Monday, November 26, 2012

Big surface, loads of items, colors, shapes, sizes, functions of the works. I could choose any of them, but the one which attract my attention, was a ‘thing- simple, white colored, hidden in the corner of the Scandinavian design room. I wasn’t sure what the thing is. It wasn’t a painting, it wasn’t an installation or a 3-dimensional glazed porcelain. As I found later, on the artist’s website, it is one of the  ‘ A B S T R A C T  M O D U L A R  P I E C E S ’

 

Let’s say something about the artist. It is Rut Bryk, born in 1916 died 1999, married to Tapio Wirkkala whose work is also in the exhibition. She is primarily known for her ceramic art works. On her website we can read: ‘The works of her first figurative phase are wall pieces depicting still life’s, architectural motifs, mythological themes, plants and birds’.  I have to say that I’d rather find them naive, the colors which are used there as well as the forms.

 

But even in those ‘naive’ works like in The Lion, we can notice the style that she’s developed later in the  works, that I was so impressed by.

Soon after that peroid we can notice, some change in Bryk’s works, in the late 60’. ‘She began to produce large architectural ceramic wall pieces composed of numerous differently shaped and coloured modules’. The White Mountain, the work I found in the Stedelijk, was made in 1977.  The modular works, had similar shape and form, but the game of colors gives us a feeling that each of them is telling you a different story. When I was checking her works for this research I realized that those simple mosaic-like works, will open up only with time. The more time you spend with them, the more you understand and appreciate them.

Viewing her works, suddenly I had the ‘Lego idea’ in my mind (just her ‘Lego style’ contains only white blocks). Don’t you believe that the structure of her works and the Lego picture look alike?

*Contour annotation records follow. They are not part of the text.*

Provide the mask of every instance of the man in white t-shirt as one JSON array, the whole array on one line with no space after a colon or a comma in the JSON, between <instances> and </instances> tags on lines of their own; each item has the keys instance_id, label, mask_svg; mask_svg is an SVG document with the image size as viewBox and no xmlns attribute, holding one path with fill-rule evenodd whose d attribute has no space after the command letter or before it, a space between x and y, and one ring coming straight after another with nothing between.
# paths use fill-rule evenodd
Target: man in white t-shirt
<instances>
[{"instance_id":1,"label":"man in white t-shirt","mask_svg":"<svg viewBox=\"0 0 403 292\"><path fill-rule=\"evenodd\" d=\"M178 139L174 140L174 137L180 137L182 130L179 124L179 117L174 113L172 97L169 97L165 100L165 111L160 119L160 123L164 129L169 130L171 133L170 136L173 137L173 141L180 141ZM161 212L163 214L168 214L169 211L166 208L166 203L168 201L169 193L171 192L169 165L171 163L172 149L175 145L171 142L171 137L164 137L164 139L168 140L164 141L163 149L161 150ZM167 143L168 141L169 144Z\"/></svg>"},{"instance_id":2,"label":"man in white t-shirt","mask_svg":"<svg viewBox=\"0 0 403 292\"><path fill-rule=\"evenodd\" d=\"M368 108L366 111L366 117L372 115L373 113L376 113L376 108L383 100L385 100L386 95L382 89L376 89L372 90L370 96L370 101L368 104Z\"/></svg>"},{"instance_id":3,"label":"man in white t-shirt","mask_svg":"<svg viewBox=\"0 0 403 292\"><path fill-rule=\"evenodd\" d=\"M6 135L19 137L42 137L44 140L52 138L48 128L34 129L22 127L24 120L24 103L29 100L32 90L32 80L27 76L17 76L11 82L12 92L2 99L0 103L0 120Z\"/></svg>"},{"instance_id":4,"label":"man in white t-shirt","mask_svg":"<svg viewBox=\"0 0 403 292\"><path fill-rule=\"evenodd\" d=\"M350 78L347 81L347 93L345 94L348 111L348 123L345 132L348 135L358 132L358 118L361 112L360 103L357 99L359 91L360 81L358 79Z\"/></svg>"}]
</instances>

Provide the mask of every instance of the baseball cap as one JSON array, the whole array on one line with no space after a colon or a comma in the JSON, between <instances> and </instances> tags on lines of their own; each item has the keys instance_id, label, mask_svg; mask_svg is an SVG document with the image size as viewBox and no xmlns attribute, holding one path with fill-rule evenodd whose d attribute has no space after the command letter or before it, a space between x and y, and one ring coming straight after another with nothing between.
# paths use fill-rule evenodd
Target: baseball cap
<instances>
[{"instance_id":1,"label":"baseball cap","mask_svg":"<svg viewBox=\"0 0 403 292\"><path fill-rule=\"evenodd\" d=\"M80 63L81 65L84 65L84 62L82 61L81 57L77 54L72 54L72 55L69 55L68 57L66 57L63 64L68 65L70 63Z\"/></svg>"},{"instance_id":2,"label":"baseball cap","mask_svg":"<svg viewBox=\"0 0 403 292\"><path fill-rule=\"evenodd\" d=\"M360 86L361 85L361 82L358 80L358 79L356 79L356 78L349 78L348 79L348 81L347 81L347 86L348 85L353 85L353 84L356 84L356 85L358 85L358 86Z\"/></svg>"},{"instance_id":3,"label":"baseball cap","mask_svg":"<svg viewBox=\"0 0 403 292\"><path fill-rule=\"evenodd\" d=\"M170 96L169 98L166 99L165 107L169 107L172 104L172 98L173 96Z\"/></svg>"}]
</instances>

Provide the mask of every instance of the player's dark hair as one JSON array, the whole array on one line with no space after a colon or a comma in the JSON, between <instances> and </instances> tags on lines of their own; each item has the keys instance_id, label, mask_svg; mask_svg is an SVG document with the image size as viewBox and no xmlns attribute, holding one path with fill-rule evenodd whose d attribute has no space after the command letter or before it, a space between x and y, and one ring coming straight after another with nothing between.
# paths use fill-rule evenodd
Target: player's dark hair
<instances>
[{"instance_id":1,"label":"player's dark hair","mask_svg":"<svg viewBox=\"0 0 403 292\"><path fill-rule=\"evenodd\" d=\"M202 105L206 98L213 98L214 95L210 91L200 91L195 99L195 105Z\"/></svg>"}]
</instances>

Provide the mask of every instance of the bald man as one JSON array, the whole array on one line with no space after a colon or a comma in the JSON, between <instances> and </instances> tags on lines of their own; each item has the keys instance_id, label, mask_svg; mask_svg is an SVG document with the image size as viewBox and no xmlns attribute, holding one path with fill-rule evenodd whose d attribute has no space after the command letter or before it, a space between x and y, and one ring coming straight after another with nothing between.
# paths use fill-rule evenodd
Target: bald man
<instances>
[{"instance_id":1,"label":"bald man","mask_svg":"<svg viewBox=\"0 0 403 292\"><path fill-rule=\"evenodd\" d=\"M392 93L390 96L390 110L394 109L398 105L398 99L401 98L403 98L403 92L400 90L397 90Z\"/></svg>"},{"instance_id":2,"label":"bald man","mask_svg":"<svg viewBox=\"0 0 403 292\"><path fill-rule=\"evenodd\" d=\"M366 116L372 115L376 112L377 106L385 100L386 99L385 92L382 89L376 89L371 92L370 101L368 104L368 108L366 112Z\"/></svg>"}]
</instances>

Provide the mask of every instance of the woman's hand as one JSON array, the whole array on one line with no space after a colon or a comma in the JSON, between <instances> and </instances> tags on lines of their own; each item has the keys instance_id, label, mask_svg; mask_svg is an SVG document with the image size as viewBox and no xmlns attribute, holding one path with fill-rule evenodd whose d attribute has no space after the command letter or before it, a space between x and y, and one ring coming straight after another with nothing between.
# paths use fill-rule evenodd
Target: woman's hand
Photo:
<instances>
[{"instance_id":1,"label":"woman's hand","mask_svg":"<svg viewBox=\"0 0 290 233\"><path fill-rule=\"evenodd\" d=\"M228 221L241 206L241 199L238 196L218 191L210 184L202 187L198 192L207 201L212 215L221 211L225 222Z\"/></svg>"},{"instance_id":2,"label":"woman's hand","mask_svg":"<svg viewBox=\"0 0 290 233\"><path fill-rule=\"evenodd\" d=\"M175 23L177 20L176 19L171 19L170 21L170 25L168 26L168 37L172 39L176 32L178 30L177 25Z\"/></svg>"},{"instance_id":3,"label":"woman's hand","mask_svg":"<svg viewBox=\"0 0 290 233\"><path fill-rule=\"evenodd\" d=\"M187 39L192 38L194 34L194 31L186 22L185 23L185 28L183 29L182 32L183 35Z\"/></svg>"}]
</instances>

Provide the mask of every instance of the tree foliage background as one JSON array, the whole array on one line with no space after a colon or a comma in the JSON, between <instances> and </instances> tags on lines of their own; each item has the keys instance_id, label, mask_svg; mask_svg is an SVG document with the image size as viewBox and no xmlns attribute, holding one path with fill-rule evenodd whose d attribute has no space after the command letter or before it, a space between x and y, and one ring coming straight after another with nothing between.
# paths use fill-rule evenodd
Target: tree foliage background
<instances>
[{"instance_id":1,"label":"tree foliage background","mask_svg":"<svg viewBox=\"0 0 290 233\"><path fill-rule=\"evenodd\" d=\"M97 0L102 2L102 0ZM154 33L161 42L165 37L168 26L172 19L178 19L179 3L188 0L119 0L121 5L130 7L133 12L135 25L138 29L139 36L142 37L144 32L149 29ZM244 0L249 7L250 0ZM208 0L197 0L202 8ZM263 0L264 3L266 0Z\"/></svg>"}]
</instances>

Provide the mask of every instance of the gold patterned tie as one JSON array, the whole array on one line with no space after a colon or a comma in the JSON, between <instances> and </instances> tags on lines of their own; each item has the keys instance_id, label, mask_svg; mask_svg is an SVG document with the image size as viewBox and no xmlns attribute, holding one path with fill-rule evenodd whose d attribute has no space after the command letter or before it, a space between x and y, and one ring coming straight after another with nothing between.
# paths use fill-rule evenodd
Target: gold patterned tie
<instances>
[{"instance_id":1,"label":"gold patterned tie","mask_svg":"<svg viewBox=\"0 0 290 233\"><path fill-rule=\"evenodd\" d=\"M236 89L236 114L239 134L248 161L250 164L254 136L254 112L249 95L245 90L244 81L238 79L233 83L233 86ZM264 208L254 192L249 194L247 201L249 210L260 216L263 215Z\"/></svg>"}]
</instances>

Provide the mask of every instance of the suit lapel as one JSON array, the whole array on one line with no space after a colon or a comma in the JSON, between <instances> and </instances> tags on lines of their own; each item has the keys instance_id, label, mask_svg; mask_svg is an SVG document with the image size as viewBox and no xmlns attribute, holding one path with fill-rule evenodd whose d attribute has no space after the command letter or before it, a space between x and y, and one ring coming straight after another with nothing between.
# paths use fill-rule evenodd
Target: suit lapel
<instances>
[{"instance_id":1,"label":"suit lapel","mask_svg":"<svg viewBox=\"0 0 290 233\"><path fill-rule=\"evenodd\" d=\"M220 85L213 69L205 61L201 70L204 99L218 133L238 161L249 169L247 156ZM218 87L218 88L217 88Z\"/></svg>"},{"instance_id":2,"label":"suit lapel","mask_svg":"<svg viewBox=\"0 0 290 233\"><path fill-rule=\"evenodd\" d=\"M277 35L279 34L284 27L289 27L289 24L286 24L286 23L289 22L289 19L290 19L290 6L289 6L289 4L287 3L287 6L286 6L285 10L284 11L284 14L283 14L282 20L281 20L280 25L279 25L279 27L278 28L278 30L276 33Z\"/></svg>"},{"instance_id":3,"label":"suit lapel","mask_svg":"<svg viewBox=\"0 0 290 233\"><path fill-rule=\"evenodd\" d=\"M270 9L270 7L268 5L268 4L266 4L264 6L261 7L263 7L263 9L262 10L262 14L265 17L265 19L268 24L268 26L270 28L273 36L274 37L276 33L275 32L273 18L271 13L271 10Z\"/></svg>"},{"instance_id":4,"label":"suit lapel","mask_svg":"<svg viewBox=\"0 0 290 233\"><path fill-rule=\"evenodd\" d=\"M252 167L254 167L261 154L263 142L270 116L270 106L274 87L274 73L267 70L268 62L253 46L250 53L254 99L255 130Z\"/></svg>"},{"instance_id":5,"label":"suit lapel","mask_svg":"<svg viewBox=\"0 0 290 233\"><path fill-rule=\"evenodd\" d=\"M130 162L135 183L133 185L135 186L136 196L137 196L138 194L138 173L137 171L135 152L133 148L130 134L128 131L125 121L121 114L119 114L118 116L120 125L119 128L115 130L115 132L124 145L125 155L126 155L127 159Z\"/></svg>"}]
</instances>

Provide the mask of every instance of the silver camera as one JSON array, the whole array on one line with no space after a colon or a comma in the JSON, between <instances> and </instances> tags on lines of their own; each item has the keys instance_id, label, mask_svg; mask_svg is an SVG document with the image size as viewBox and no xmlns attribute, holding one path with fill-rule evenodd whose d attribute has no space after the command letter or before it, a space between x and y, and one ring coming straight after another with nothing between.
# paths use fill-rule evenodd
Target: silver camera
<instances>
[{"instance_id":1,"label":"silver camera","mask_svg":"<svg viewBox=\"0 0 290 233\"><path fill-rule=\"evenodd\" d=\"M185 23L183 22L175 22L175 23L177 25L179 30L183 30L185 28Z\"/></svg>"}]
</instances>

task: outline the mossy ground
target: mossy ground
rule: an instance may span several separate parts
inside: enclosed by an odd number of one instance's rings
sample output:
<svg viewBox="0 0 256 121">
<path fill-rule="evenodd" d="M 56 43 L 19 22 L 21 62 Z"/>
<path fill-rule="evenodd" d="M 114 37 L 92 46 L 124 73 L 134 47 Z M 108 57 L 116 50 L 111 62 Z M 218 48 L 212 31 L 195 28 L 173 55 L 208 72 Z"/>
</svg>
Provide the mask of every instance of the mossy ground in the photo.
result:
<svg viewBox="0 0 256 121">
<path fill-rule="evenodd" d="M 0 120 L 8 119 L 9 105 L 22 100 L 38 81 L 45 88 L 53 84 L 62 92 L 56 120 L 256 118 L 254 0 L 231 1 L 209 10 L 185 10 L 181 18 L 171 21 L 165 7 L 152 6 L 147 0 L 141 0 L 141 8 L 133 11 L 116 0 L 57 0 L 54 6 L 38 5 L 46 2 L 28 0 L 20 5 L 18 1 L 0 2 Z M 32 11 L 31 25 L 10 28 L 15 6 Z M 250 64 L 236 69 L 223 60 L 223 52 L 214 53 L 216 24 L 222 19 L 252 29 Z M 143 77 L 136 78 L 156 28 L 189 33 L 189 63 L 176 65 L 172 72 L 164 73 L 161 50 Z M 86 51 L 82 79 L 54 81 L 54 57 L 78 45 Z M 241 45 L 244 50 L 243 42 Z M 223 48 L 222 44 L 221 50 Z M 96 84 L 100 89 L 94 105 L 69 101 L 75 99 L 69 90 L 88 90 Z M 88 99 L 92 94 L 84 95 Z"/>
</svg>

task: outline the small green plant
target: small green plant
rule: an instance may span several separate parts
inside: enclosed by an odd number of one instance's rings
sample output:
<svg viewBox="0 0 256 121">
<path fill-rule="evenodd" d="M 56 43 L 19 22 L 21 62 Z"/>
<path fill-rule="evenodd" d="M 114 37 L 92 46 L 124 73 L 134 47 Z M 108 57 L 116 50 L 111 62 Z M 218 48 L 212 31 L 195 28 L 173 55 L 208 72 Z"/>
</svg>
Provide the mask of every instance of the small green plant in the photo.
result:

right: phase 16 LEGO 'Archtecture series' Farnsworth house designed by Mies van de Rohe between 1945-51 / left: City (Oy Arabia Ab, 1957) This work was on show at the Milan triennial of 1960 and it was given the American Institute of Decorators Award in 1962. The piece consists of hundreds of tiles and cubes of different size and colour.[x]

 

But from other hand, don’t you have a feeling that she is bringing the spirit of constructivism in her works? Or maybe the character of the modern architecture? This can be the point, because Rut Bryk, was dreaming of becoming an architect, she was even accepted at the Helsinki University of Technology. But finally she ended up studying graphic design. She expressed her sorrow and disappointed about this in her diary: ‘The biggest wish of my life was not realized. All the beautiful houses that I had built were only castles in the air…

I find her modular-works as big architecture scale models, or maybe urban structures, interpreted by female nicety. They all look so delicate. It’s very interesting that you can compare the works to massive architectural structures.

Another idea which popped-up in my mind, while I was comparing her initial works with those huge wall porcelain structures, was the motto Mies van der Rohe used to believe in: ‘Less is more’. In my opinion it is a proper comment on her art pieces. The more ‘minimalistic‘ her works were becoming,  the richer they were. Thinking about Mies, I Googled his works and thought that we could again make some comparison:

 

And this is how I actually see the Bryk’s works;

Graphic design, ceramic skills and the plan of becoming an architect, which never came true- became EVERYTHING for her. Those three elements decided about her life, works, life decisions. She could let her dreams live free in her works. I’m very happy that I’ve chosen this piece of work. The simple and minimalistic white, 3D structure gave me a chance to make so many interpretations of it. And this is what I like the best about art the freedom of finding my own way to understand the work.